After you review your credit report, you’ll have a much better understanding of the specific debts you have, and how they’re affecting your credit. This is going to help you strategize a plan for paying off debt.

Choose which debts to pay off first

You can decide to take the snowball approach by paying off your small loans first. However, a more effective method would be focusing on the big guns initially. There may be options to consolidate your debts or transfer balances, and these steps can help to ease the immediate stress of larger debts.

If you’re already facing collections on some accounts, you can always try to negotiate with the collectors yourself. This is often difficult at the consumer level as we have very little leverage in the fight. It is a debt we owe, and the creditor is rightly expecting us to pay it. This is another reason many people choose to work with a debt settlement company, who often have resources beyond those of consumers to negotiate lower balances. You do end up paying a fee to these companies, but compared to what you’ll save overall on interest alone… it’s a fraction.

Live Frugally and Trim the Fat

You are going to have to reduce your cost of living in order to save up more cash and begin paying off your debt. This is of course much easier said than done.  Start looking for ways to reduce your cost of living without drastically changing your way of life. It could mean simple things like quitting smoking, shopping with coupons or even making your own coffee in the morning and packing lunch.
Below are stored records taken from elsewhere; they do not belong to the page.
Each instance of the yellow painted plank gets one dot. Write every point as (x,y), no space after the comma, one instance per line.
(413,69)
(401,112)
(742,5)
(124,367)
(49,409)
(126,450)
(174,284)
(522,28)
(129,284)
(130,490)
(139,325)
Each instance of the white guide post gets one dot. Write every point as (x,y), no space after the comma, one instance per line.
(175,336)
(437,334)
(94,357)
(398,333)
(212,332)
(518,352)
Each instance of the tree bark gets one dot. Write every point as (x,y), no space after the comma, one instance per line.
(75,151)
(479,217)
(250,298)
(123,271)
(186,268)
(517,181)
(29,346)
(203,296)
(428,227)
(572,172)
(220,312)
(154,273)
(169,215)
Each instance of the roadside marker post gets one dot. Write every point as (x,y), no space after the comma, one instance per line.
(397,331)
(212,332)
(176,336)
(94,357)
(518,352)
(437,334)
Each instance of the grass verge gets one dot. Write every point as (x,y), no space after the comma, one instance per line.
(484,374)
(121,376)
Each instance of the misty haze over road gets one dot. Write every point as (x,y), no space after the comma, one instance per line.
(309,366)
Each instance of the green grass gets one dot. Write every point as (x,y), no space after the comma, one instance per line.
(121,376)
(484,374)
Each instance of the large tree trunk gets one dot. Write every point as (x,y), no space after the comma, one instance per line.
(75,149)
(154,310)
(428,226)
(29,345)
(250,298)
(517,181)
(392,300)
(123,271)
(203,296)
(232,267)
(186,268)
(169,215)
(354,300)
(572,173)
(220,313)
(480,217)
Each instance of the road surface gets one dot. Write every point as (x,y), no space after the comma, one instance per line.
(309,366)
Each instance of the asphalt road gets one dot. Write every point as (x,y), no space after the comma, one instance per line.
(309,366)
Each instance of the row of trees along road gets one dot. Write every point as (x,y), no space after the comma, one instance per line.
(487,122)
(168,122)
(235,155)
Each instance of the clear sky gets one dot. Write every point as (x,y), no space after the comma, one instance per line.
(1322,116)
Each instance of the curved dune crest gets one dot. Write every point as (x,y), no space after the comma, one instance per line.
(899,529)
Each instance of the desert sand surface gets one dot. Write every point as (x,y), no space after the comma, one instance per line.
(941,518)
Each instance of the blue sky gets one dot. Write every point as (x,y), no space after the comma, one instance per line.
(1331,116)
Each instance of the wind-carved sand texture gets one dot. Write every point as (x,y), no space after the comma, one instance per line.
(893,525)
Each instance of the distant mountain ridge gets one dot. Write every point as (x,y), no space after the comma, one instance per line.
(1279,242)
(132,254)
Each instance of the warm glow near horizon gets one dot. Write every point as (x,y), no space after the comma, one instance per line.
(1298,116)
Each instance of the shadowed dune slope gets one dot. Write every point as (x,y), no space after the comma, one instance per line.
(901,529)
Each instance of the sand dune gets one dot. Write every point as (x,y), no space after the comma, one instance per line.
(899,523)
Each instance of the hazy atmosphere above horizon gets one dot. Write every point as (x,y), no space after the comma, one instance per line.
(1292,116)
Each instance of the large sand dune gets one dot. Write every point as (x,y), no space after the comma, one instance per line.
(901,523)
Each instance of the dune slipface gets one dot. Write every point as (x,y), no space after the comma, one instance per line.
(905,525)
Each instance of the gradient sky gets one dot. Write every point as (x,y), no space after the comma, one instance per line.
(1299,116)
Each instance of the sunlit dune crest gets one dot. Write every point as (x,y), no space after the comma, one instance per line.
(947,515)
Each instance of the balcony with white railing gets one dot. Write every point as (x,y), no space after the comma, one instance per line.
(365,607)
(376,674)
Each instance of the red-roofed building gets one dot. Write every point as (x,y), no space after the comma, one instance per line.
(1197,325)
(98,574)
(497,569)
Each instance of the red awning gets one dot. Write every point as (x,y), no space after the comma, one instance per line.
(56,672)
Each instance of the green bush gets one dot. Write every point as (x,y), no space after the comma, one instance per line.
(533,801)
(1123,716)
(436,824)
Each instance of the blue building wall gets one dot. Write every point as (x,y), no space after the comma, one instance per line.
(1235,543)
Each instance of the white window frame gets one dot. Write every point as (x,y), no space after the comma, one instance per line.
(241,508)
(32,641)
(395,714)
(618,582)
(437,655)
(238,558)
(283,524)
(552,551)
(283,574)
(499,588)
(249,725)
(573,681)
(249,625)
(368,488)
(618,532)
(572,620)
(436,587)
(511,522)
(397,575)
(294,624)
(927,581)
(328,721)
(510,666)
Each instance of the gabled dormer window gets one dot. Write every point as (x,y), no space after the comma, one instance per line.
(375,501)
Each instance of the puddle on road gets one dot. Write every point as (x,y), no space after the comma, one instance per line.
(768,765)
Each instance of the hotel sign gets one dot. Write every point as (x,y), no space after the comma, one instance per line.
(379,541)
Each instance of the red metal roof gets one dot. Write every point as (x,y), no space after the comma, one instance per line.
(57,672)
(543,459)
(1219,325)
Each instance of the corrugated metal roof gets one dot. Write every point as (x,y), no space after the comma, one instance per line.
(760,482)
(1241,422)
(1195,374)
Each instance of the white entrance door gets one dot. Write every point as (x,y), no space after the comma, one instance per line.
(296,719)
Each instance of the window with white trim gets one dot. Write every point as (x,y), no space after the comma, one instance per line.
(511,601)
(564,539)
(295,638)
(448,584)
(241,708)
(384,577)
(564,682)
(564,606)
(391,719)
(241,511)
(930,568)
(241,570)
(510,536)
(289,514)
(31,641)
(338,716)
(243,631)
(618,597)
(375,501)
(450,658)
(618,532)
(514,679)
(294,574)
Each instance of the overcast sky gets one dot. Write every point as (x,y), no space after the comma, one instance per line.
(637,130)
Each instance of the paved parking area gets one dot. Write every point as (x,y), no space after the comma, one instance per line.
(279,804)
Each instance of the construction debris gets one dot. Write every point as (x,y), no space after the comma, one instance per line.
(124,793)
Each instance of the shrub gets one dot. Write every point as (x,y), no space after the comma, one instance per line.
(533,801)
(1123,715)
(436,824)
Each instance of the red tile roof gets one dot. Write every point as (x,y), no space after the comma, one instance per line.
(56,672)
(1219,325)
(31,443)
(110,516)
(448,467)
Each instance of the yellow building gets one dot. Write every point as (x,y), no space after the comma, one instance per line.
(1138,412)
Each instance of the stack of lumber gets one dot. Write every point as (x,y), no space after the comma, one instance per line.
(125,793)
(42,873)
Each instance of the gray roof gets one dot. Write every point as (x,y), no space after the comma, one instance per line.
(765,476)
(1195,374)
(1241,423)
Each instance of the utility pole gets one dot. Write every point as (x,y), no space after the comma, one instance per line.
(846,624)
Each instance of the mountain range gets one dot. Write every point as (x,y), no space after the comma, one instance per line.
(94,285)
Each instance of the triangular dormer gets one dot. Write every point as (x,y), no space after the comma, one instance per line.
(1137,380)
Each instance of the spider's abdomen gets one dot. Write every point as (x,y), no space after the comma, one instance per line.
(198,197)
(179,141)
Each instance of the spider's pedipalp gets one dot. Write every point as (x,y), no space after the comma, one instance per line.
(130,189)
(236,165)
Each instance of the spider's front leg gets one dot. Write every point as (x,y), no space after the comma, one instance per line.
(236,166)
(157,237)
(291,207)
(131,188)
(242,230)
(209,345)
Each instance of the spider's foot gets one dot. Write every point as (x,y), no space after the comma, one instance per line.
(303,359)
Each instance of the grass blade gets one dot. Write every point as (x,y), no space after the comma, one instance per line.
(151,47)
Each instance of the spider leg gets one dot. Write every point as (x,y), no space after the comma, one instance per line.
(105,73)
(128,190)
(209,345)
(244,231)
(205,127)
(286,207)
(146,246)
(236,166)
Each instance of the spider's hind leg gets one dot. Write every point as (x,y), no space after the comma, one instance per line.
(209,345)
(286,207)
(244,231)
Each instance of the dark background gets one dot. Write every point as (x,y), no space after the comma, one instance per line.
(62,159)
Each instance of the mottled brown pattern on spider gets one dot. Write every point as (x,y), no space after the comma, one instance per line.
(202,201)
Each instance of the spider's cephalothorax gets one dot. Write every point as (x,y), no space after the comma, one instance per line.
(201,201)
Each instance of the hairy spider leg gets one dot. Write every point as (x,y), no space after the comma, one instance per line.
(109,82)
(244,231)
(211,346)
Cut off expenses you can simply do without and you’ll be surprised how much is left over.

There are some great apps for monitoring your subscription services and outgoing cash.  These small charges add up and if you’re trying to pay down debt, it may be a good time to review them. I personally did this just a few months ago using Mint and found I was paying for four streaming services that I hadn’t used in months. Cancelling these put $50 back into my monthly budget instantly.  

In closing, we hope these simple strategies for paying off debt help give you a broader view of your not only your debt, also your overall financial situation. With more and more unsecured debt piling up, consumers need relief. Don’t be afraid to ask for help.